5. Heart Health: Cardiovascular health is associated with vascular dementia and Alzheimer’s disease. Stroke and heart attacks are serious health problems which may cause this Alzheimer’s. Eliminate the risk of heart diseases by controlling diet, stop smoking, avoid a large amount of alcohol, exercise and avoid stress.
6. Cholesterol: Sjögren and Blennow have found that cholesterol increases the risk of Alzheimer’s. In another study by Leila A. Shobab and colleagues, it has been suggested that cholesterol metabolism in the brain promotes the formation of plaques. It is very easy to control cholesterol level in the blood- avoid oily food and all sorts of junk food, eat more vegetables and exercise.
7. Diet: Poor choice of food develops several health problems. Eating a lot of fresh vegetables, seasonal fruits, easily digestible animal proteins and eliminating excessive oily food from the plate will help you take control of blood pressure, cholesterol and obesity.
8. Exercise: Regular exercising and yoga help us maintain a healthy body.
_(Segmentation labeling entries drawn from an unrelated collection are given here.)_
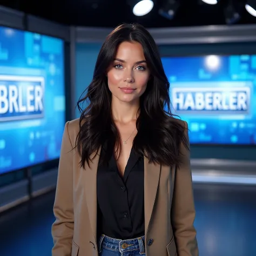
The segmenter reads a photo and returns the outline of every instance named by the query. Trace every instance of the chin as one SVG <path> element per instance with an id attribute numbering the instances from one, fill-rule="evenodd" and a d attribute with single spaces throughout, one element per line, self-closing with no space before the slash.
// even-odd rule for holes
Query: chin
<path id="1" fill-rule="evenodd" d="M 125 95 L 123 97 L 119 97 L 118 99 L 122 102 L 127 102 L 127 103 L 137 101 L 139 99 L 137 97 L 134 97 L 134 95 Z"/>

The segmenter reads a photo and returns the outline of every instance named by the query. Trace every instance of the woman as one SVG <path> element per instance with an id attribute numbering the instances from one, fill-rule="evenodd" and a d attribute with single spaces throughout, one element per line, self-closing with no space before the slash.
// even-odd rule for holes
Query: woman
<path id="1" fill-rule="evenodd" d="M 157 48 L 138 24 L 107 37 L 79 119 L 66 124 L 53 256 L 197 256 L 187 127 L 170 110 Z"/>

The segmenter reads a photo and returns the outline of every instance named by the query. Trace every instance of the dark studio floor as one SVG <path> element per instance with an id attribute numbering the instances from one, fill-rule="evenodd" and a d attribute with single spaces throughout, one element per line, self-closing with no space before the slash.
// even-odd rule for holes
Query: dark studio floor
<path id="1" fill-rule="evenodd" d="M 201 256 L 256 255 L 256 186 L 194 184 Z M 0 255 L 50 256 L 54 192 L 0 215 Z"/>

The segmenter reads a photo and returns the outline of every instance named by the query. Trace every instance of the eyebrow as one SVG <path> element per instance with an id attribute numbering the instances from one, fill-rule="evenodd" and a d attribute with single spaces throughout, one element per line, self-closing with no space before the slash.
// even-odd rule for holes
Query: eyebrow
<path id="1" fill-rule="evenodd" d="M 118 62 L 122 62 L 123 63 L 125 63 L 126 62 L 125 60 L 124 60 L 123 59 L 118 59 L 118 58 L 116 58 L 114 59 L 114 60 L 117 60 Z M 135 64 L 141 64 L 141 63 L 146 63 L 146 60 L 139 60 L 139 62 L 136 62 Z"/>

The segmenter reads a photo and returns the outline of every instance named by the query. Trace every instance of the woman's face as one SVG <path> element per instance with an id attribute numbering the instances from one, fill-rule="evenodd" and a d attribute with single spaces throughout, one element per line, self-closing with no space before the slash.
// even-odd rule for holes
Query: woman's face
<path id="1" fill-rule="evenodd" d="M 127 103 L 138 100 L 146 90 L 150 75 L 142 45 L 122 43 L 107 71 L 112 97 Z"/>

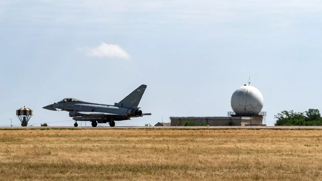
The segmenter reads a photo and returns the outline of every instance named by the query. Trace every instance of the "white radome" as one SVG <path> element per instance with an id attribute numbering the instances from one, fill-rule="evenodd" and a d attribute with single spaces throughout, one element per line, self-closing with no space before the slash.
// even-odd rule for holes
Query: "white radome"
<path id="1" fill-rule="evenodd" d="M 244 85 L 234 92 L 230 100 L 235 113 L 260 112 L 264 106 L 263 96 L 256 88 Z"/>

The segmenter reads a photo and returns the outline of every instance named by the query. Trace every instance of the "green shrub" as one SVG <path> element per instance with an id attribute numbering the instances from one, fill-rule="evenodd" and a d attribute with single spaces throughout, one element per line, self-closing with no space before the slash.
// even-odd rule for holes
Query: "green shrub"
<path id="1" fill-rule="evenodd" d="M 40 124 L 40 126 L 47 126 L 47 123 L 45 123 L 43 124 Z"/>

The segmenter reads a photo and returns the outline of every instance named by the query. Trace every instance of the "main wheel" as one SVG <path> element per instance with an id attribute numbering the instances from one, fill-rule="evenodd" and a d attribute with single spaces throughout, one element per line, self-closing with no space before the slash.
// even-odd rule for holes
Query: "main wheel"
<path id="1" fill-rule="evenodd" d="M 115 122 L 114 122 L 114 121 L 112 121 L 111 122 L 109 122 L 109 126 L 111 127 L 113 127 L 115 125 Z"/>
<path id="2" fill-rule="evenodd" d="M 97 126 L 97 122 L 96 121 L 92 121 L 92 126 L 96 127 Z"/>

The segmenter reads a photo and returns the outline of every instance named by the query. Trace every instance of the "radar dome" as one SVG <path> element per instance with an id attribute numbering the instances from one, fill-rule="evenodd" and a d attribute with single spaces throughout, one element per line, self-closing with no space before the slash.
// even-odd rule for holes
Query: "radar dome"
<path id="1" fill-rule="evenodd" d="M 246 84 L 234 92 L 230 102 L 232 108 L 236 114 L 260 112 L 264 106 L 260 92 L 256 88 Z"/>

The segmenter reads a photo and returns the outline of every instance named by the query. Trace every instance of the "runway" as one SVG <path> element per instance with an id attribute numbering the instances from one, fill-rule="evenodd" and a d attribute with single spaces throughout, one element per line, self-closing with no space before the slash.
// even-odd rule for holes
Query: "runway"
<path id="1" fill-rule="evenodd" d="M 98 126 L 97 127 L 74 126 L 27 126 L 27 127 L 2 127 L 0 129 L 321 129 L 322 126 Z"/>

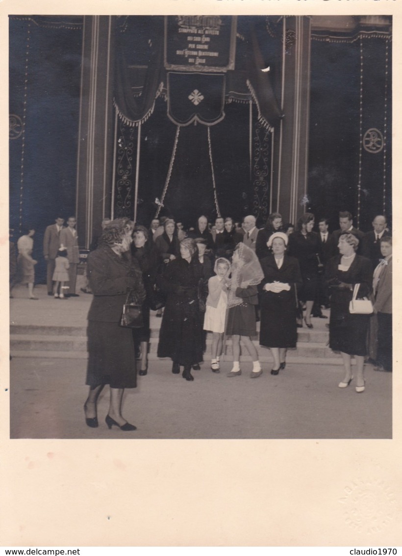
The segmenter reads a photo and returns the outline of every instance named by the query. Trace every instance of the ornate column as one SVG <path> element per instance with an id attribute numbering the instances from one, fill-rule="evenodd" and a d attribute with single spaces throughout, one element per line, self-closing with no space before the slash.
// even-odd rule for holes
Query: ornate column
<path id="1" fill-rule="evenodd" d="M 310 41 L 308 16 L 284 17 L 281 108 L 284 117 L 275 128 L 271 207 L 294 224 L 307 202 Z"/>
<path id="2" fill-rule="evenodd" d="M 84 17 L 77 170 L 77 227 L 88 249 L 110 216 L 113 187 L 113 18 Z"/>

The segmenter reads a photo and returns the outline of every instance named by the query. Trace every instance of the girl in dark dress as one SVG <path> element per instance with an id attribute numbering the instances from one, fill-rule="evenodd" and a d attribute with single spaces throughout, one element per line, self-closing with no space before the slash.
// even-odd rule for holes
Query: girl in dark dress
<path id="1" fill-rule="evenodd" d="M 285 254 L 288 241 L 286 234 L 273 234 L 267 244 L 272 254 L 260 261 L 264 272 L 258 287 L 260 344 L 271 349 L 274 358 L 272 375 L 285 368 L 286 350 L 295 348 L 297 341 L 296 289 L 303 282 L 297 259 Z"/>
<path id="2" fill-rule="evenodd" d="M 110 404 L 106 417 L 109 429 L 135 430 L 122 415 L 124 388 L 137 386 L 134 345 L 131 331 L 119 326 L 127 292 L 134 290 L 139 302 L 145 298 L 140 272 L 125 256 L 132 241 L 133 225 L 125 219 L 113 221 L 103 231 L 102 245 L 88 256 L 88 273 L 93 299 L 88 315 L 88 361 L 84 406 L 88 426 L 98 426 L 97 401 L 105 384 L 110 385 Z"/>
<path id="3" fill-rule="evenodd" d="M 140 376 L 148 373 L 148 348 L 150 336 L 149 327 L 149 299 L 155 283 L 158 266 L 158 253 L 153 241 L 148 241 L 148 231 L 144 226 L 136 226 L 131 245 L 132 262 L 142 272 L 147 297 L 142 304 L 144 326 L 132 329 L 134 346 L 141 348 L 141 368 L 138 373 Z"/>
<path id="4" fill-rule="evenodd" d="M 179 257 L 169 263 L 157 284 L 167 295 L 159 332 L 158 357 L 169 357 L 173 361 L 172 372 L 193 380 L 192 365 L 202 361 L 202 325 L 200 316 L 198 288 L 202 280 L 202 267 L 198 250 L 190 238 L 180 244 Z"/>
<path id="5" fill-rule="evenodd" d="M 339 236 L 340 255 L 333 257 L 325 269 L 325 279 L 330 288 L 331 313 L 329 321 L 329 347 L 340 351 L 345 367 L 345 377 L 338 385 L 345 388 L 350 384 L 351 356 L 356 360 L 356 391 L 364 391 L 363 368 L 366 354 L 366 339 L 369 315 L 349 312 L 355 284 L 359 284 L 358 297 L 368 295 L 371 291 L 373 267 L 371 261 L 356 254 L 358 239 L 346 232 Z"/>
<path id="6" fill-rule="evenodd" d="M 313 232 L 314 215 L 306 212 L 299 219 L 297 230 L 289 236 L 289 254 L 299 261 L 303 279 L 299 299 L 306 304 L 304 322 L 313 328 L 311 316 L 318 287 L 318 258 L 321 254 L 318 234 Z M 299 324 L 302 325 L 302 323 Z"/>
<path id="7" fill-rule="evenodd" d="M 226 334 L 232 336 L 233 367 L 227 376 L 242 374 L 240 368 L 240 340 L 248 350 L 253 361 L 252 378 L 260 376 L 263 371 L 258 354 L 251 339 L 257 335 L 255 307 L 258 304 L 257 285 L 264 277 L 261 266 L 254 251 L 239 243 L 232 258 L 232 278 L 228 286 L 228 318 Z"/>

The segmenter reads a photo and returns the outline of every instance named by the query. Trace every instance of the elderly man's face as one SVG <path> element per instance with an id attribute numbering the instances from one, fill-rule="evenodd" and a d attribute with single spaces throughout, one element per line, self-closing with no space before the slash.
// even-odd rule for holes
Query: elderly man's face
<path id="1" fill-rule="evenodd" d="M 225 226 L 225 221 L 223 218 L 217 218 L 215 221 L 215 227 L 217 229 L 218 232 L 220 232 L 223 230 Z"/>
<path id="2" fill-rule="evenodd" d="M 343 232 L 347 231 L 350 227 L 351 227 L 353 224 L 353 221 L 349 220 L 347 217 L 339 219 L 339 227 Z"/>
<path id="3" fill-rule="evenodd" d="M 386 227 L 386 220 L 384 216 L 376 216 L 373 221 L 373 227 L 376 234 L 381 234 Z"/>

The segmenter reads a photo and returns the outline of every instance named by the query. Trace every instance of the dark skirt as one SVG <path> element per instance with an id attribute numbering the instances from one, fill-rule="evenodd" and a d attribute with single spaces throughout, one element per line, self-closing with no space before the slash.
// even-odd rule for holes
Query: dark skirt
<path id="1" fill-rule="evenodd" d="M 35 280 L 35 270 L 33 264 L 22 255 L 18 255 L 17 261 L 17 281 L 21 284 L 30 284 Z"/>
<path id="2" fill-rule="evenodd" d="M 335 292 L 331 296 L 329 347 L 349 355 L 366 355 L 369 315 L 349 312 L 349 292 Z"/>
<path id="3" fill-rule="evenodd" d="M 131 330 L 117 322 L 88 321 L 86 384 L 135 388 L 137 371 Z"/>
<path id="4" fill-rule="evenodd" d="M 312 272 L 302 272 L 303 284 L 299 291 L 299 299 L 301 301 L 314 301 L 318 288 L 318 275 Z"/>
<path id="5" fill-rule="evenodd" d="M 250 303 L 230 307 L 228 311 L 226 334 L 240 336 L 257 336 L 255 307 Z"/>
<path id="6" fill-rule="evenodd" d="M 133 339 L 134 342 L 149 342 L 150 337 L 150 328 L 149 327 L 149 305 L 148 301 L 145 301 L 143 303 L 141 307 L 142 310 L 142 320 L 144 322 L 144 326 L 141 328 L 133 328 Z"/>
<path id="7" fill-rule="evenodd" d="M 198 300 L 191 304 L 170 296 L 159 331 L 158 356 L 188 366 L 203 360 L 202 321 Z"/>
<path id="8" fill-rule="evenodd" d="M 297 342 L 296 307 L 291 304 L 261 305 L 260 345 L 265 348 L 295 348 Z"/>

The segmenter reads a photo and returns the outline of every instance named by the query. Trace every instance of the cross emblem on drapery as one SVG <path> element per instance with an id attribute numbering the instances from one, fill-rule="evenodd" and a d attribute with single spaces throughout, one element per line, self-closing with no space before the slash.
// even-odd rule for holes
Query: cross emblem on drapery
<path id="1" fill-rule="evenodd" d="M 194 89 L 193 92 L 190 95 L 189 95 L 188 98 L 195 106 L 199 105 L 202 101 L 204 100 L 203 95 L 201 94 L 198 89 Z"/>

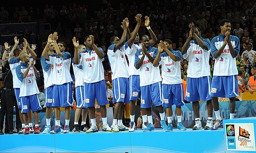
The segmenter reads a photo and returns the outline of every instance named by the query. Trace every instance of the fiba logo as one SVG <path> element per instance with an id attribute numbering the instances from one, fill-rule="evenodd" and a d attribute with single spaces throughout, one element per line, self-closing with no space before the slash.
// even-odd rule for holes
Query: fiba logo
<path id="1" fill-rule="evenodd" d="M 235 129 L 234 125 L 226 125 L 226 133 L 227 136 L 235 136 Z"/>

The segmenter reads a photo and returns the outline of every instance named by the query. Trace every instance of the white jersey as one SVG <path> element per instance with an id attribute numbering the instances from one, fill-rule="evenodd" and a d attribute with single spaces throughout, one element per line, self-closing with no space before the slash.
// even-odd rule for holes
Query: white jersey
<path id="1" fill-rule="evenodd" d="M 44 74 L 44 88 L 50 87 L 52 85 L 52 73 L 53 67 L 51 67 L 51 64 L 49 64 L 49 61 L 47 60 L 44 57 L 41 57 L 41 65 L 43 68 L 43 74 Z"/>
<path id="2" fill-rule="evenodd" d="M 29 64 L 21 62 L 16 68 L 18 79 L 21 82 L 20 90 L 20 97 L 24 97 L 39 94 L 39 91 L 36 83 L 36 78 L 33 68 L 30 68 L 28 75 L 23 78 L 24 72 L 29 68 Z M 39 72 L 37 72 L 39 75 Z"/>
<path id="3" fill-rule="evenodd" d="M 73 82 L 70 69 L 71 55 L 69 52 L 62 52 L 63 57 L 54 53 L 49 55 L 50 63 L 53 65 L 52 85 L 61 85 Z"/>
<path id="4" fill-rule="evenodd" d="M 162 83 L 167 85 L 175 85 L 182 83 L 180 72 L 180 60 L 182 58 L 180 51 L 170 51 L 172 54 L 179 57 L 180 60 L 175 62 L 164 52 L 160 56 L 159 64 L 162 65 Z"/>
<path id="5" fill-rule="evenodd" d="M 147 51 L 153 58 L 155 58 L 158 53 L 158 49 L 154 47 L 149 47 Z M 142 57 L 142 50 L 140 50 L 135 54 L 134 66 L 136 67 L 137 63 Z M 145 56 L 143 64 L 139 69 L 140 71 L 140 86 L 144 86 L 152 85 L 162 81 L 160 75 L 159 66 L 154 66 L 148 60 L 147 56 Z"/>
<path id="6" fill-rule="evenodd" d="M 72 62 L 72 66 L 75 75 L 75 86 L 76 87 L 84 85 L 84 79 L 83 78 L 83 66 L 74 64 Z"/>
<path id="7" fill-rule="evenodd" d="M 29 57 L 30 61 L 33 60 L 32 57 Z M 13 81 L 13 88 L 20 88 L 21 85 L 21 82 L 18 79 L 16 74 L 16 68 L 21 63 L 21 61 L 18 61 L 17 57 L 12 58 L 10 60 L 9 63 L 12 74 L 12 80 Z M 35 63 L 35 61 L 34 61 L 34 64 Z"/>
<path id="8" fill-rule="evenodd" d="M 195 40 L 189 42 L 186 54 L 183 55 L 184 59 L 188 58 L 189 65 L 187 76 L 196 78 L 211 75 L 209 66 L 210 42 L 209 39 L 201 38 L 206 45 L 207 49 L 203 49 Z"/>
<path id="9" fill-rule="evenodd" d="M 214 57 L 216 52 L 224 44 L 225 37 L 220 34 L 212 40 L 211 53 L 212 57 Z M 237 56 L 240 51 L 239 39 L 236 36 L 231 35 L 230 41 Z M 238 74 L 236 57 L 232 57 L 228 45 L 227 44 L 221 55 L 215 59 L 213 76 L 229 76 Z"/>
<path id="10" fill-rule="evenodd" d="M 104 55 L 102 48 L 98 48 Z M 94 49 L 91 51 L 85 49 L 79 52 L 79 55 L 80 58 L 79 65 L 82 65 L 84 82 L 94 83 L 104 79 L 104 68 L 102 65 L 104 57 L 100 59 Z"/>
<path id="11" fill-rule="evenodd" d="M 129 78 L 129 67 L 125 58 L 125 50 L 129 46 L 127 42 L 114 52 L 116 44 L 112 44 L 108 49 L 108 60 L 112 71 L 112 79 L 119 77 Z"/>
<path id="12" fill-rule="evenodd" d="M 129 73 L 130 76 L 140 75 L 140 72 L 134 67 L 134 61 L 135 60 L 135 53 L 137 51 L 142 49 L 140 44 L 139 45 L 133 43 L 131 48 L 128 47 L 125 51 L 126 55 L 129 60 Z"/>

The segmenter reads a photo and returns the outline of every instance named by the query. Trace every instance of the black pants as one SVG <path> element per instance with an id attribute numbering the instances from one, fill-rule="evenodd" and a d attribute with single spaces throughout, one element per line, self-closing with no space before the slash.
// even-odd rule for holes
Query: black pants
<path id="1" fill-rule="evenodd" d="M 3 120 L 6 116 L 5 132 L 9 132 L 9 127 L 7 120 L 6 90 L 3 89 L 1 93 L 1 110 L 0 110 L 0 130 L 3 128 Z"/>
<path id="2" fill-rule="evenodd" d="M 9 130 L 13 130 L 13 107 L 15 106 L 16 115 L 16 128 L 21 128 L 20 116 L 18 108 L 17 101 L 14 94 L 13 88 L 6 90 L 6 108 L 7 110 L 8 123 L 9 125 Z M 22 116 L 21 116 L 22 117 Z"/>

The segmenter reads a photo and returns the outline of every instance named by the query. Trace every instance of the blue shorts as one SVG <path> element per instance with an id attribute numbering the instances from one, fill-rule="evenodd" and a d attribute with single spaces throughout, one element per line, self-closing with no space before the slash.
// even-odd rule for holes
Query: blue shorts
<path id="1" fill-rule="evenodd" d="M 166 108 L 175 104 L 177 106 L 185 105 L 182 83 L 175 85 L 163 84 L 163 106 Z"/>
<path id="2" fill-rule="evenodd" d="M 84 85 L 85 107 L 94 107 L 95 99 L 97 100 L 98 105 L 100 106 L 105 105 L 109 103 L 108 100 L 106 83 L 104 80 L 92 83 L 84 83 Z"/>
<path id="3" fill-rule="evenodd" d="M 129 78 L 130 100 L 136 100 L 139 98 L 140 92 L 140 75 L 133 75 Z"/>
<path id="4" fill-rule="evenodd" d="M 152 102 L 155 107 L 161 105 L 162 87 L 159 82 L 146 86 L 140 87 L 141 90 L 141 108 L 150 108 L 152 107 Z"/>
<path id="5" fill-rule="evenodd" d="M 20 97 L 21 113 L 29 113 L 29 110 L 36 111 L 42 110 L 40 99 L 38 94 Z"/>
<path id="6" fill-rule="evenodd" d="M 197 78 L 187 77 L 186 100 L 188 102 L 205 102 L 211 100 L 211 78 L 210 76 Z"/>
<path id="7" fill-rule="evenodd" d="M 14 88 L 14 94 L 17 100 L 18 104 L 18 108 L 21 109 L 21 102 L 20 102 L 20 88 Z"/>
<path id="8" fill-rule="evenodd" d="M 130 103 L 129 80 L 126 78 L 117 78 L 112 80 L 113 103 L 116 102 Z"/>
<path id="9" fill-rule="evenodd" d="M 45 99 L 45 106 L 46 107 L 52 107 L 53 91 L 53 85 L 48 87 L 44 89 L 44 99 Z"/>
<path id="10" fill-rule="evenodd" d="M 84 106 L 84 86 L 76 87 L 76 99 L 77 108 L 87 108 Z"/>
<path id="11" fill-rule="evenodd" d="M 211 96 L 233 98 L 238 96 L 238 83 L 236 75 L 213 76 Z"/>
<path id="12" fill-rule="evenodd" d="M 53 85 L 53 92 L 52 107 L 65 107 L 74 104 L 71 83 Z"/>

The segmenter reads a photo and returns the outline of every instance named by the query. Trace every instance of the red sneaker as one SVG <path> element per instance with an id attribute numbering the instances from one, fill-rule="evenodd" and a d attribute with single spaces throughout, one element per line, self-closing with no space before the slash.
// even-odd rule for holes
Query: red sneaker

Whether it is about reducing stress and anxiety, obesity and weight loss or heart and brain health, physical activities help you take control of the situation and prevent Alzheimer’s disease.
While it is true that Alzheimer’s is an incurable disease but we hope that scientific researchers will find an answer to permanently cure and prevent this disease in future. For now, we should focus on how we can improve our health and reduce the risk.
Lifestyle changes and exercising certainly eliminate most of the risk factors and thus, reduce the risk of Alzheimer’s. Therefore, we recommend our readers to stay positive and avoid harmful habits. Incorrect lifestyle only gives short-lived happiness whereas, good lifestyle benefits whole life.